Despite the first IVF child now being over forty years old, public and patient understanding surrounding causes and treatments for subfertility remains poor. Furthermore, with one in seven couples seeking assisted conception the risk of unnecessary upset and/or offence due to poor communication is high. Misleading language used for routine and research diagnostic testing itself further obscures the meaning of actual diagnoses through terms like ‘normal’ rather than ‘typical’ and problematic phrases such as ‘hostile uterus’, ‘killer cells’ or ‘your body has rejected the hormones’.
Much of the language used to frame subfertility uses figurative language such as metaphor, metonymy and euphemism and other forms of vague and indirect expression. These can be understood in different ways and lead different individuals in one conversation to form different understandings of the problem that may diverge from the facts. Metaphor in particular has the ability to highlight some aspects of a situation whilst downplaying others. For example the phrase ‘killer cells’, used in conjunction with a research explanation of failed embryo implantation, implies agency and may evoke connotations of aggressive and deliberate action on the part of the uterus. Given that the images evoked by metaphors are often vivid and memorable, they are likely to endure in the face of evidence to the contrary.

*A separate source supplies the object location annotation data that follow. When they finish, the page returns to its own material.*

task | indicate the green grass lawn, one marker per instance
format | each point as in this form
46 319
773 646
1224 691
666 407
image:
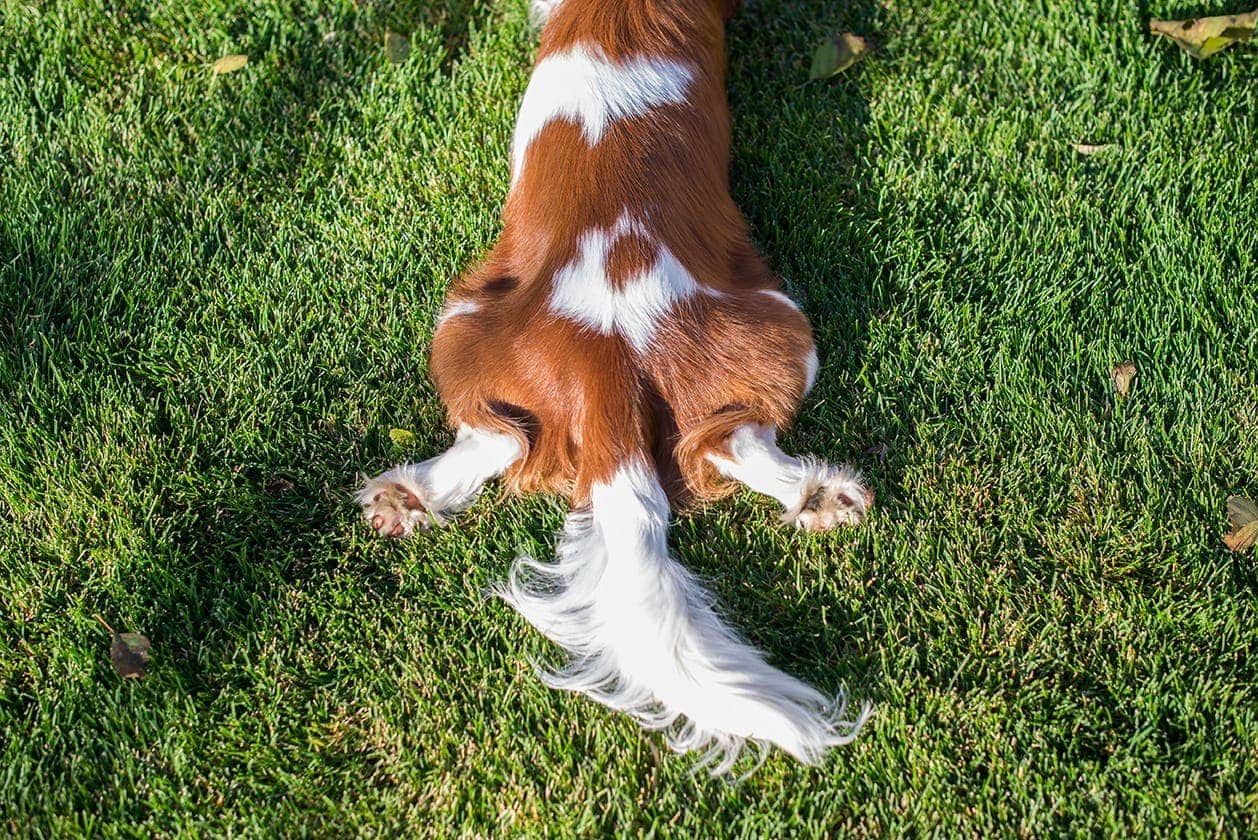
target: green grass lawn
217 296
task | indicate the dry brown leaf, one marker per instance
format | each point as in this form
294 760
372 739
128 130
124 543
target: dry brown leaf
1122 375
1243 514
837 54
1204 37
1088 149
229 63
128 652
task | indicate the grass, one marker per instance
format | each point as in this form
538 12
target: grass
217 297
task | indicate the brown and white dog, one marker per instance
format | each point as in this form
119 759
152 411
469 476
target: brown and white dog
624 345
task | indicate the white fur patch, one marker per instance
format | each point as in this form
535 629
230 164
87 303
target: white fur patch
583 292
583 84
756 462
452 480
812 365
643 636
541 10
775 293
454 308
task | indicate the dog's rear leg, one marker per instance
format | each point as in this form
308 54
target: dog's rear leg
427 494
814 496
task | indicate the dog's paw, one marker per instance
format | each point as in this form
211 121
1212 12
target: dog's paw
830 497
395 508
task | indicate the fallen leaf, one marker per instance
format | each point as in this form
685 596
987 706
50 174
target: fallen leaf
1204 37
837 54
277 484
396 47
128 652
1088 149
1122 375
401 436
229 63
1243 514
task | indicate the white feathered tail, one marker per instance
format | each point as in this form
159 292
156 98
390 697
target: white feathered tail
643 635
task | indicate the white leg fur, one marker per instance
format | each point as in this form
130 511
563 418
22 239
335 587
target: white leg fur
427 494
541 10
814 496
644 638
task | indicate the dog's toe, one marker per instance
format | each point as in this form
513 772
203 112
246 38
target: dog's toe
833 498
393 509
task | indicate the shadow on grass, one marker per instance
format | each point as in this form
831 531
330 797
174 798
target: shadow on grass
796 175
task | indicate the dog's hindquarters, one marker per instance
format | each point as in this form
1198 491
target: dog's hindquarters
643 635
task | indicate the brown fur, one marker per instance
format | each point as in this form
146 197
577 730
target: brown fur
580 401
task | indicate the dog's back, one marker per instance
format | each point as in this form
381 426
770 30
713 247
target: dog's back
623 343
624 304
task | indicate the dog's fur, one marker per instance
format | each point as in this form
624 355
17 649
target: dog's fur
624 345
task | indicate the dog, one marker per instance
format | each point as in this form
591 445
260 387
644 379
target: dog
624 345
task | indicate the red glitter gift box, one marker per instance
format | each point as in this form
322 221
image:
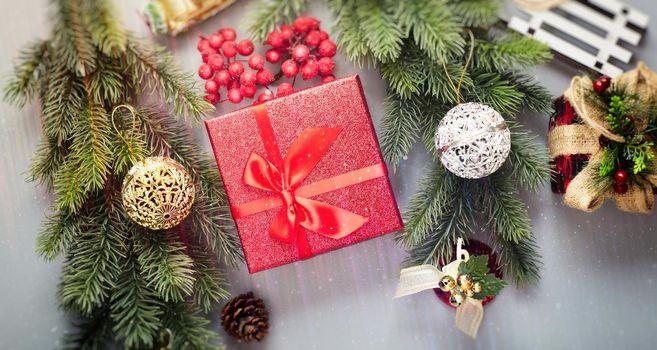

There are culturally driven attitudes and understandings of the role of the different sexes in relation to conception, fertility, pregnancy and healthy live born children, which will often be expressed through figurative language. These attitudes can impact on the ways in which we perceive men’s and women’s roles in the process of reproduction. Male identity around fertility often becomes confused with ideas of manhood and masculinity. This is particularly prevalent around sperm analysis results and conception. Conversely, once conception has been achieved information about pregnancy and the language that is used to convey it tends to abdicate any further role for the male. Female related concepts often relate to ‘insufficiency’ of the ovary and ‘failure’ of fertilisation, implantation or nurture the developing embryo – implying certain roles in motherhood. For both sexes, the potential for language-related misunderstandings, and even conflict, is further exacerbated when a miscarriage occurs. The language of blame also permeates discussions of pregnancy loss, with women feeling that they have ‘failed’ or that their bodies have ‘let them down’.
To address this multi-faceted problem in fertility and language, there need to be more conversations between linguists and clinicians. Collaborations of this type are necessary for understanding patient-focused language, so that this knowledge can be used to inform evidence based recommendations for improvement.